Iraq’s civil war is the messy end of a country that never worked as a voluntary union and that brought misery to most of its people most of the time. By invading Iraq, the US precipitated Iraq’s collapse … but did not cause it. Partition – the Iraqi solution – has produced stability in most of the country and for this reason should be accepted. In Bahgdad, and in other mixed Sunni-Shiite areas, the US cannot contribute to the solution because there is no solution, at least in the foreseeable future. It is a tragedy, and it is unsatisfying to admit … But it is so. No purpose is served by a prolonged US American presence anywhere in Arab Iraq. The war’s architects believed they could change the Middle East. And so they did.”

Yes I had a few concerns about the book but they are minor. Along the way I found some unacknowledged little repeats irritating. The implicit value of the chapters showing the history of US policy since the Iraq Iran war, the role of Kurds or the arrogance and ignorance of the US post-war occupation in developing the purpose could all have been made a bit more explicit for my taste. Sometimes I found the time jumps to a chapter and within some later chapters a bit bothersome. Maybe that would have been helped by a more ruthless explicit introduction to the role for the chapter.

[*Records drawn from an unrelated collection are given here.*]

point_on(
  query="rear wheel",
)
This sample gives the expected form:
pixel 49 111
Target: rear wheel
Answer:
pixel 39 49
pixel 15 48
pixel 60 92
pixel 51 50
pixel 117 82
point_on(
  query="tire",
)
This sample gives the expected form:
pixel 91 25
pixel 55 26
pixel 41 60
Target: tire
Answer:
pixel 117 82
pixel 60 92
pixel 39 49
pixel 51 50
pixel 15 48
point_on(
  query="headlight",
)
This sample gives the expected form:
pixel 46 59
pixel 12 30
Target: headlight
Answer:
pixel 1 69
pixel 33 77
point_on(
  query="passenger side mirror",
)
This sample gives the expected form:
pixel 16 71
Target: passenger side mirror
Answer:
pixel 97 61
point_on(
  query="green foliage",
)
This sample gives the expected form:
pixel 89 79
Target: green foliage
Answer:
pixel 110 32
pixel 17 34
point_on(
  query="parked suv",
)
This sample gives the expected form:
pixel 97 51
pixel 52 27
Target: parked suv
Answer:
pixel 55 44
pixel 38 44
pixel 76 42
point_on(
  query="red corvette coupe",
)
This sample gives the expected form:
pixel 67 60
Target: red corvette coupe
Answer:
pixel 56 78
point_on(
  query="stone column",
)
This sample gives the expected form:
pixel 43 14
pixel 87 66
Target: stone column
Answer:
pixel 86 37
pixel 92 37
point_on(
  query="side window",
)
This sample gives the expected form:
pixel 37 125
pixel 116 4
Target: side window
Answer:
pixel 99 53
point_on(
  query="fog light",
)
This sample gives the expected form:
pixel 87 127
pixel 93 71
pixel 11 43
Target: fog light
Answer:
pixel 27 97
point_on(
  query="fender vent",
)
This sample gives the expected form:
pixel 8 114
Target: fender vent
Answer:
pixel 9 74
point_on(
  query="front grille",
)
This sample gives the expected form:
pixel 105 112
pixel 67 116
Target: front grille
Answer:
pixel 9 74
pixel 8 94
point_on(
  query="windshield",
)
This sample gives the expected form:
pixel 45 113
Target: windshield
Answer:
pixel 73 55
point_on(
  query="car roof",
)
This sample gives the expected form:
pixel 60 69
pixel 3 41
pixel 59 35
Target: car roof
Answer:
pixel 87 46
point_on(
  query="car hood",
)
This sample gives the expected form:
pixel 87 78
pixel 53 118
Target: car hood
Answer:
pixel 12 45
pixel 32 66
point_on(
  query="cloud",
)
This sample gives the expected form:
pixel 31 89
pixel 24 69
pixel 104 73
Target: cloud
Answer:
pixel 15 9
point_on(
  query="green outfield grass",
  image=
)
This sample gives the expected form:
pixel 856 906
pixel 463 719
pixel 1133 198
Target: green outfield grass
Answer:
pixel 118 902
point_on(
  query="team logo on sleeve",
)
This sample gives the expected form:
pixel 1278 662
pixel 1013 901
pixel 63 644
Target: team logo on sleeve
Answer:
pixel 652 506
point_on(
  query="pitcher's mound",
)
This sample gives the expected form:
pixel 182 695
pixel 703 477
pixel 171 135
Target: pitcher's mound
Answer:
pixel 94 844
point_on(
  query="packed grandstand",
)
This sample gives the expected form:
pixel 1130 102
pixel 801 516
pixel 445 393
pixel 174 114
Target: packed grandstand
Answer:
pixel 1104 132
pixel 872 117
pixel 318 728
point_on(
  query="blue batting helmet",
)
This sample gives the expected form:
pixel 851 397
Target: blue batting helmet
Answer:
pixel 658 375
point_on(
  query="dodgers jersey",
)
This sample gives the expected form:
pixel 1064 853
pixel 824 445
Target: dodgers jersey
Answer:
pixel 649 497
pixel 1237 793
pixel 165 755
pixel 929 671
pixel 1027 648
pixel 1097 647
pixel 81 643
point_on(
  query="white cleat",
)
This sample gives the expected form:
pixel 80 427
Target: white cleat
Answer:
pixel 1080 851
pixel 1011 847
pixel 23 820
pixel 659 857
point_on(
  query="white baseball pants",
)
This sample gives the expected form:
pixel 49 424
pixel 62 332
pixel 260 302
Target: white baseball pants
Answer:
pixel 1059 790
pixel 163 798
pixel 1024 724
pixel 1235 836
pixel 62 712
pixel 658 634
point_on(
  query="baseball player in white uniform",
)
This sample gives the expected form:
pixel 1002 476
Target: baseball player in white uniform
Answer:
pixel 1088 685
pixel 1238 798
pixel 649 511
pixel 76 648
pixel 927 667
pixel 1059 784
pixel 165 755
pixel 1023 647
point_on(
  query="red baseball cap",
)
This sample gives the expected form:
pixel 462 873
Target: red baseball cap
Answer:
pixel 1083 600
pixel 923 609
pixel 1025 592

My more serious comment is best viewed as a request for another book rather than a criticism of this one. This book is by a US citizen writing for a US readership and especially for Washington with a stated purpose of how to get the US out of Iraq. There was little reference to other countries involved and their roles. There was a reference to the British Ambassador being involved in the removal of one US administrator of Iraq. Yet I had to remind myself after the book that other nation States were involved in this invasion and administration of Iraq and that they too will need to find a “how to get out” arrangement too. I would have welcomed more about the roles and understandings between the US, the UK and other more modest armed force contributions – whether like the Spanish, which have got out, or whether like the Australians, which are still involved. Interestingly, as I write these thoughts in August 2007, the British are in the process of pulling out of the South of Iraq and, as they report it, “handing over to the Iraqi government.”

In his acknowledgments at the end of his book, Peter Galbraith gives his illustrious father, John Kenneth, the last word - general and principled. I can do no less:

“The economic and social problems described [in The Economics of Innocent Fraud], as also mass poverty and starvation can, with thought and action, be addressed. So they have already been. War remains the decisive human failure.”